É contra essa decisão que se insurge a requerente.

Conforme aduzido na inicial, além do presente pedido de suspensão de tutela
antecipada, a União pleiteou a reconsideração da decisão ora impugnada e,
alternativamente, a remessa dos autos à Quinta Turma do TRF da 1ª Região
para reexame da questão (fls. 92-131).

A requerente alega que a decisão impugnada constituiria grave lesão à ordem
pública.

Nesse sentido, aponta a dispensabilidade da submissão prévia ao Congresso
Nacional da aprovação da concorrência para concessão de florestas públicas,
*verbis*:

"Logo, a contracautela a ser buscada temporariamente (ou seja, até o
trânsito em julgado da ação) objetiva sustar a eficácia de decisão que
afronta não só disposições legais, mas também normas contidas no próprio
texto constitucional – arts. 49, XVII, e 225 –, e que, pois, desrespeita a
ordem público-administrativa traçada pelo constituinte originário.

No caso dos autos, observa-se que a decisão antecipatória que ora se
pretende suspender, ao sustar o processo de licitação da Floresta Nacional
do Jamari/RO até que o Serviço Florestal Brasileiro obtenha autorização
prévia do Congresso Nacional, violou tanto dispositivos da Constituição
Republicana (art. 49, XVII, e art. 225), como também a própria diretriz
contida na Lei nº 11.284/2006 (que disciplina, dentre outras matérias, a
gestão de florestas públicas para a produção sustentável).

[...]

Conforme se verifica da redação da norma acima transcrita [art. 10 da Lei nº
11.284/2006], o seu § 4º, que determinada a submissão prévia do PAOF à
apreciação do Congresso Nacional (nas hipóteses de concessões de florestas
públicas com área superior a 2.500 hectares), foi vetado pelo Presidente da
República, sob a justificativa de que *'o texto aprovado pelo Congresso
Nacional se contrapõe ao princípio apontado no inciso VII do art. 2º - que
diz: a garantia de condições estáveis e seguras que estimulem investimentos
de longo prazo no manejo, na conservação e na recuperação das florestas; uma
vez que determina sistemática de submeter o Plano Anual de Outorga Florestal
ao Congresso Nacional, o que vincula sua aprovação, inclusive, a
contingências* *políticas* *de curto prazo, além de criar novos processos
administrativos para a tramitação da matéria'.*

Dessa forma, quando a concorrência (processo licitatório) objetivar a
concessão de florestas públicas (exploração de produtos e serviços de uma
unidade de manejo), não se mostra indispensável a submissão prévia ao
Parlamento Nacional (como previsto no art. 49, XVII, da Constituição) para a
aprovação ou não de tal certame" (fls. 11 e 13").

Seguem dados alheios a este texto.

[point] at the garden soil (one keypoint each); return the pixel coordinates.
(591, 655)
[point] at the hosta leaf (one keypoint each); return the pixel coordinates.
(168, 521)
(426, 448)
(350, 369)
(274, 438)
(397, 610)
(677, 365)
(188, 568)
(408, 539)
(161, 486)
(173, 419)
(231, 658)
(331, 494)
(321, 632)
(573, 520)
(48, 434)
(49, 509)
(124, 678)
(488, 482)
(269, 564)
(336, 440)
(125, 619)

Defende, assim, a inaplicabilidade do disposto no art. 49, XVII, da
Constituição Federal, às concessões florestais:

"A necessidade de aprovação do Congresso Nacional, prevista no art. 49,
inciso XVII, da Constituição de 1988, só deve ser aplicada nas hipóteses
taxativamente previstas no dispositivo, quais sejam, a de alienação ou
concessão de terras públicas com área superior a dois mil e quinhentos
hectares. Não se aplica, portanto, às concessões florestais previstas na Lei
nº 11.284, de 02 de março de 2006" (fl. 16).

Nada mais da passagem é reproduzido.